“When we were first sent into the Program. My first roommate washed out and was transferred to somewhere else, so they paired me with Megan.” She drew her bare legs up, tucking her feet beneath her. “I was the indoc class rebel. Based on our personality and psych profiles, they thought she’d be a stabilizing or calming influence on me.”
“And was she?”
She grinned. “A little. Mostly I was a really bad influence on her.”
“You know, somehow I can picture that.”
She lifted a shoulder. “I’m pretty proud of my rep.”
“I can see that too.” They shared a half-smile. “And what about your family?”
All traces of humor vanished, her expression going eerily blank, as if a mask had covered her face. “What about yours?”
He’d hit a nerve, though he wasn’t sure why. What was he missing? Maybe her relatives were assholes and she didn’t like talking about them. “I’ve got an aunt, uncle and cousins back home in Connecticut.”
“No parents?”
He shook his head. “Never knew my dad. My mom died when I was young.” His stomach muscles tensed at the mention of her.
“What happened?”
His initial reaction was the same as hers had been—to shut down and redirect. But he’d learned sensitive things about her, and after knowing her only for a few hours, he sensed that revealing his past was probably the best way to start earning her trust. “She was murdered.”
Chloe didn’t gasp or react with horror the way most people did when they found out. Her expression was calm. Watchful. “By whom?”
“Her ex-boyfriend.” He didn’t think of that worthless asshole often anymore, but when he did, it still sent a wave of white-hot rage through him.
Her eyes narrowed. “Bastard. Happens way too often.”
It did, and though he rarely talked about this with anyone, even Ty, he found himself opening up to her about it. “She always picked guys who treated her like shit. I watched her get the shit beaten out of her on an almost weekly basis for years, until the last one she broke up with snapped and strangled her.” He’d come home from school to find them loading the body bag into the back of an ambulance. The shock and pain had been so overwhelming when the social worker had told him what happened, he’d fallen to his knees there in the dirt, an inhuman sound of agony and grief ripping from his throat.
“The old ‘If I can’t have her, no one can’.” Chloe’s voice was hard. Icy.

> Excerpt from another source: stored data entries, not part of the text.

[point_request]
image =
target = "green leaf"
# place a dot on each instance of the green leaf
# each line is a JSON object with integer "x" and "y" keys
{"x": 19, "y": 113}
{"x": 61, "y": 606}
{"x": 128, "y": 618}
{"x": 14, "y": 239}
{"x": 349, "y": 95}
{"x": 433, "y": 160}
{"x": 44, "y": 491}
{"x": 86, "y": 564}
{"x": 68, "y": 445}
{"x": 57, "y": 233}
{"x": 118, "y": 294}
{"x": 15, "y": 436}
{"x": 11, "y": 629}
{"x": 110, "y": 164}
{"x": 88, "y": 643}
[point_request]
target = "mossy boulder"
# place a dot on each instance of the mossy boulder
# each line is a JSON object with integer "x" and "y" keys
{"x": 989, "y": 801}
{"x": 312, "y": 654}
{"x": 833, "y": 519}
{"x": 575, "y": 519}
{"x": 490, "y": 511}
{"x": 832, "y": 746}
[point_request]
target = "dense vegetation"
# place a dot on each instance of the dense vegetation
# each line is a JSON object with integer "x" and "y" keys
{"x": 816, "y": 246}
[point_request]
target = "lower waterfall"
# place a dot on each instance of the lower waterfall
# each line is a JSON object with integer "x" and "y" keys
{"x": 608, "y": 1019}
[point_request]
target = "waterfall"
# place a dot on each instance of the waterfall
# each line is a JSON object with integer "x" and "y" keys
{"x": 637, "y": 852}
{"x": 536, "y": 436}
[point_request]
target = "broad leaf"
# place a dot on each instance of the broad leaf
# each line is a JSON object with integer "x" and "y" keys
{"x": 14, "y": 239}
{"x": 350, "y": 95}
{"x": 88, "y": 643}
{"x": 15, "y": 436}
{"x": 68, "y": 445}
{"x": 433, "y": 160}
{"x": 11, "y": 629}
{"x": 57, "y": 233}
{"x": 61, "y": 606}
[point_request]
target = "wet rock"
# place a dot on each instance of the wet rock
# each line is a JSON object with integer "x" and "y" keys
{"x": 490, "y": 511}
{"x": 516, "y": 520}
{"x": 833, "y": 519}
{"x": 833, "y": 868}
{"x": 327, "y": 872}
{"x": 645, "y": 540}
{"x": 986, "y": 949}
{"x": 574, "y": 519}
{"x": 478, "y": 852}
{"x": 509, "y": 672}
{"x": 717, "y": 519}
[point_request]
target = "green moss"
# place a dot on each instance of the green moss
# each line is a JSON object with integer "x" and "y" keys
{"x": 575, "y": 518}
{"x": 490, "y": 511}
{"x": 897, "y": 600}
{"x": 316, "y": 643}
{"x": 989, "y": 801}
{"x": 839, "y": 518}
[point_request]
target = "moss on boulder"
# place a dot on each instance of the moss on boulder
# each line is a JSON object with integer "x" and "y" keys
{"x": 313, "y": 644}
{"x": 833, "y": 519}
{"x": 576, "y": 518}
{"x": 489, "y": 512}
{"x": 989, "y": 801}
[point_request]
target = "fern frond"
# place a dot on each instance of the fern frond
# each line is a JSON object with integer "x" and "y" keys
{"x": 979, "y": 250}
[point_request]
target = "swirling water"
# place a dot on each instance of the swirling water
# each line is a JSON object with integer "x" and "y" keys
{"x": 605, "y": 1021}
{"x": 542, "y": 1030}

He shook off the awful memory, forcing his mind back to the present. “Yeah. He’s in jail, but he’s up for parole in a couple years.” How fucked up was that? He didn’t deserve to be breathing, let alone have the chance at parole.
“I’d have killed him.”
Heath stilled. More than her words, the deadly calm tone told him she meant it. And he believed her. “Sometimes I wish I’d had the guts to.” Even at that young age, he’d fantasized about emptying a magazine into that son of a bitch’s belly and leaving him to bleed out on the ground.
“You’re not wired that way.”
Her insight into his personality surprised him. “No.” He’d taken lives in combat, but that was different. He’d done what he had to, to ensure he and his brothers-in-arms and his patients made it home. But it hadn’t been enough, because some of them hadn’t, and that hurt would never go away.
“And that’s why you became a PJ. You couldn’t save her, but you can save others.”
He didn’t respond, momentarily at a loss for words. Jesus, he felt uncomfortably exposed with her so deep in his head, in a place he’d only acknowledged a few years ago.
“I get it. It’s why I do what I do now. In spite of all the training, in spite of all the brainwashing and ability to compartmentalize…I still feel.” The halting way she said it told him it wasn’t an easy admission for her. “After completing a mission, it was never killing my targets that bothered me. It was the innocent victims I hadn’t saved. So now I’m doing something about it that I couldn’t do before. It might be just a drop in the bucket in the grand scheme of things, but it matters to the ones I save.”
He nodded, his heart thudding in his ears. “That’s exactly right.” Damn, she got him in a way few others ever had. They had way more in common than he ever would have thought.
She smiled slightly, and it was different from all the others so far. This one was softer. Real. One kindred soul recognizing and connecting with another.
Heath felt that same connection form deep in his gut. An undeniable physical and emotional pull toward the woman seated across from him.
Before he could gather his thoughts, Chloe lowered her feet to the floor, stood and started toward him.
He read the heat in her eyes, read the intent there, but he still didn’t move. Didn’t do anything but hold that hot, bold stare, his whole body tightening as he imagined pulling her down into his lap, tangling his fingers in that gorgeous hair and tasting those sexy lips.